Jak wspominałem, inwestorom i właścicielom przez pandemię utrzymywanie tych części firmy, które denerwują, a nawet obrażają klientów, przestaje być obojętne. Niektóre wydawnictwa komiksowe już zostały przeorane, wytwórnie filmowe chyba w jakimś stopniu wkrótce też zostaną. Co z tego wyniknie? Czy ciekawe projekty, które starzy fani będą chcieli oglądać, powstaną? Czy przynajmniej oni po ich obejrzeniu będą zadowoleni? Nie mam pojęcia i jeszcze przez parę lat tego się nie dowiemy. Generalnie teraźniejszość coraz mniej mi się podoba i coraz częściej łapię się na wspominaniu, jak to było wcześniej - ale chyba po prostu się starzeję. Nie mam też wielkich nadziei: niezwykle trudno jest uzyskać duże budżety na autorskie wizje, które jednak nie każdemu widzowi przypadną do gustu. Weźmy na ten przykład filmy Zacka Snydera: ja osobiście je lubię (mimo licznych wad), ale dla wielu są niestrawne. Gdy jego filmy o Supermanie i Batmanie nie przyniosły takich zysków i pozytywnych opinii, jak oczekiwano, jego kolejny film, Justice League, przekazano innemu reżyserowi, który pozmieniał kolorystykę, dodał gagi i ulepił coś, co nie spodobało się nikomu, efektywnie uśmiercając cały projekt "DCEU", mający imitować MCU (czyli filmy o superbohaterach Marvela). Fanów filmów Snydera nie było jakoś wielu, ale twierdzili oni, że oryginalna wersja (tzw. Snyder Cut) istnieje, by usłyszeć, że po pierwsze nic takiego nie ma, a po drugie że są toksyczni.
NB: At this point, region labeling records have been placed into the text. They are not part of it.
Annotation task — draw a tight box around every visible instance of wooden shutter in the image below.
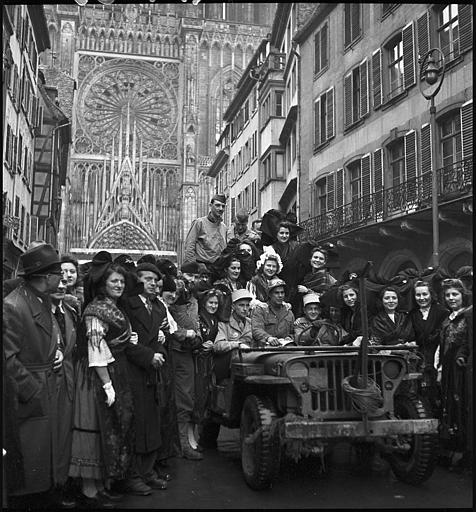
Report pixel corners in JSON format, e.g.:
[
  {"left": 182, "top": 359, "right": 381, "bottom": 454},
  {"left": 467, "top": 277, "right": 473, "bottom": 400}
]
[
  {"left": 314, "top": 98, "right": 321, "bottom": 148},
  {"left": 372, "top": 48, "right": 383, "bottom": 109},
  {"left": 344, "top": 4, "right": 352, "bottom": 47},
  {"left": 372, "top": 148, "right": 383, "bottom": 215},
  {"left": 326, "top": 173, "right": 335, "bottom": 212},
  {"left": 359, "top": 59, "right": 369, "bottom": 117},
  {"left": 320, "top": 23, "right": 328, "bottom": 69},
  {"left": 404, "top": 130, "right": 417, "bottom": 201},
  {"left": 360, "top": 153, "right": 372, "bottom": 218},
  {"left": 458, "top": 4, "right": 473, "bottom": 53},
  {"left": 420, "top": 123, "right": 432, "bottom": 199},
  {"left": 314, "top": 31, "right": 321, "bottom": 73},
  {"left": 461, "top": 99, "right": 473, "bottom": 159},
  {"left": 344, "top": 73, "right": 352, "bottom": 129},
  {"left": 402, "top": 22, "right": 415, "bottom": 89},
  {"left": 335, "top": 169, "right": 344, "bottom": 208},
  {"left": 326, "top": 87, "right": 335, "bottom": 140},
  {"left": 417, "top": 11, "right": 430, "bottom": 59}
]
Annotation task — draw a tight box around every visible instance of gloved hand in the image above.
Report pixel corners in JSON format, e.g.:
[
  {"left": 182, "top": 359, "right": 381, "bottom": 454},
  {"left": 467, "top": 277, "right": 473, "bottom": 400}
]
[{"left": 103, "top": 381, "right": 116, "bottom": 407}]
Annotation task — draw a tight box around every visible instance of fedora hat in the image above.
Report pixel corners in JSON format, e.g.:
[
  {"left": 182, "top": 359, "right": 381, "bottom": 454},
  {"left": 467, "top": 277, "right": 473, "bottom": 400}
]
[
  {"left": 302, "top": 293, "right": 321, "bottom": 307},
  {"left": 231, "top": 288, "right": 253, "bottom": 302},
  {"left": 18, "top": 244, "right": 61, "bottom": 276},
  {"left": 268, "top": 277, "right": 286, "bottom": 292}
]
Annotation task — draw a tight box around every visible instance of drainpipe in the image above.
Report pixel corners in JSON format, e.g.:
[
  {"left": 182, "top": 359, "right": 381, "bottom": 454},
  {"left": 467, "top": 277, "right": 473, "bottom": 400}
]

Na fali pandemicznego przeorania decydenci uznali, że sypną groszem i dadzą ludziom produkt, o który proszą. W przyszłym roku mityczny "Snyder Cut", który podobno nie istniał, zadebiutuje w ramach promowania HBO Max. Jest to oczywiście zwycięstwo pyrrusowe: cały koncept "współdzielonego uniwersum" poszedł do piachu i raczej nie zostanie przywrócony, a i sam film raczej nie będzie dziełem sztuki, a prędzej ciekawostką dla niezbyt licznej grupy entuzjastów. Ale będzie, bo ktoś zainwestował w produkt, na który zgłoszono zapotrzebowanie, zamiast wyrzucać z siebie kolejny przeciętny śmieć, o który nikt nie prosił.

 

 

Pierwszy teaser filmu "Zack Snyder's Justice League" ma w tle piosenkę Leonarda Cohena "Hallelujah", która rzecz jasna drastycznie nie pasuje do pokazywanych scen, ale stanowi niejako celebrację samego faktu, że ten film w ogóle istnieje. Podobno była to ulubiona piosenka przybranej córki reżysera, Autumn Snyder, która popełniła samobójstwo w wieku 20 lat, co było jednym z powodów rezygnacji Snydera z prac nad Justice League.

Wpis zainspirowany tym właśnie trailerem.